Use the X.509 Store Service to store generic certificates or VICAL entries, list what is already stored, and manage individual entries by full target path.

Service reference: Swagger API Reference

Shared Path Parameters

  • orgID: When performing operations within an organization, use the organization's Base URL or another valid host alias. For example, if your organization is named test, your default Base URL will be test.enterprise-sandbox.waltid.dev when using the sandbox environment.
  • target: For list and list-ids, use the X.509 Store service path ({organizationID}.{tenantID}.{x509StoreServiceID}), for example test.tenant1.x509-store-1. For add, use the store path to generate a certificate ID automatically, or use a full child certificate path to choose the ID yourself, for example test.tenant1.x509-store-1.base-001. For get, update, and delete, use the full stored certificate path.

List stored certificates

Endpoint: /v1/{target}/x509-store-api/certificates

CURL
curl -X 'GET' \
  'https://{orgID}.enterprise-sandbox.waltid.dev/v1/{target}/x509-store-api/certificates' \
  -H 'accept: application/json' \
  -H 'Authorization: Bearer {yourToken}'

Example Response

[
  {
    "_id": "test.tenant1.x509-store-1.base-001",
    "data": {
      "type": "base",
      "pem": "-----BEGIN CERTIFICATE-----
...
-----END CERTIFICATE-----"
    }
  },
  {
    "_id": "test.tenant1.x509-store-1.vical-001",
    "data": {
      "type": "vical-entry",
      "pem": "-----BEGIN CERTIFICATE-----
...
-----END CERTIFICATE-----",
      "complementaryMetadata": {
        "docType": ["org.iso.18013.5.1.mDL"],
        "certificateProfile": ["1.0.18013.5.1.7"]
      }
    }
  }
]

Response Codes

  • 200 - Stored certificates retrieved successfully.

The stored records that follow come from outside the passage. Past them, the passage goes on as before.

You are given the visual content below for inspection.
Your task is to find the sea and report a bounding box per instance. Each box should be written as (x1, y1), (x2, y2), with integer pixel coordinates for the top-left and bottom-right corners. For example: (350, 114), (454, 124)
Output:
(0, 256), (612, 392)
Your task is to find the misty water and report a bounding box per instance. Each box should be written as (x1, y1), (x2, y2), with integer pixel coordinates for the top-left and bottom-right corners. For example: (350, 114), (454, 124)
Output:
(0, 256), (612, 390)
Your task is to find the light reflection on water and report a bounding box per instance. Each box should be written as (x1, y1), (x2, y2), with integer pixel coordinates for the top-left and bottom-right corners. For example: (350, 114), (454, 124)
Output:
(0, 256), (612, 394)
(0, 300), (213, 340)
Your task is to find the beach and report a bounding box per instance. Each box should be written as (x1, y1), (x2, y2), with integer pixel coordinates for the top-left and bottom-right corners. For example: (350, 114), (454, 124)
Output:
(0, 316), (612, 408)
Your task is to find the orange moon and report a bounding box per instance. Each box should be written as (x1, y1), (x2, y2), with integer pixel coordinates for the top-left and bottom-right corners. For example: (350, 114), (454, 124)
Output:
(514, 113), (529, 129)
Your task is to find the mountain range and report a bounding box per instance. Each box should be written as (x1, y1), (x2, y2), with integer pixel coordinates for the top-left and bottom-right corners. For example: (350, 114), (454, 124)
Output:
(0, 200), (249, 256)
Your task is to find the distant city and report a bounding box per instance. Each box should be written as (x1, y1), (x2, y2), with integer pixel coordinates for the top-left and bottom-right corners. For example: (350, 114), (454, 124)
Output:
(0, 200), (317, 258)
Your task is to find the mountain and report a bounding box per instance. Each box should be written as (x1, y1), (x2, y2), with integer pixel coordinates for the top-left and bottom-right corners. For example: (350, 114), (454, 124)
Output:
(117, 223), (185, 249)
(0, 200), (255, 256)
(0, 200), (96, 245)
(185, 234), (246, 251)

List stored certificate IDs

Endpoint: /v1/{target}/x509-store-api/certificates/ids

CURL
curl -X 'GET' \
  'https://{orgID}.enterprise-sandbox.waltid.dev/v1/{target}/x509-store-api/certificates/ids' \
  -H 'accept: application/json' \
  -H 'Authorization: Bearer {yourToken}'

Example Response

[
  "test.tenant1.x509-store-1.base-001",
  "test.tenant1.x509-store-1.vical-001"
]

Response Codes

  • 200 - Stored certificate IDs retrieved successfully.

Add a base certificate

Endpoint: /v1/{target}/x509-store-api/certificates

Use the store target to generate a certificate ID automatically. Use a full child certificate target, such as test.tenant1.x509-store-1.base-001, when you want to choose the stored certificate ID.

CURL
curl -X 'POST' \
  'https://{orgID}.enterprise-sandbox.waltid.dev/v1/{target}/x509-store-api/certificates' \
  -H 'accept: application/json' \
  -H 'Authorization: Bearer {yourToken}' \
  -H 'Content-Type: application/json' \
  -d '{
  "type": "base",
  "certificatePem": "-----BEGIN CERTIFICATE-----
...
-----END CERTIFICATE-----"
}'

Example Response

{
  "_id": "test.tenant1.x509-store-1.base-001",
  "data": {
    "type": "base",
    "pem": "-----BEGIN CERTIFICATE-----
...
-----END CERTIFICATE-----"
  }
}

Body Parameters

  • type: Set to base to store a generic X.509 certificate entry.
  • certificatePem: PEM-encoded X.509 certificate to store.

Response Codes

  • 201 - Certificate stored successfully.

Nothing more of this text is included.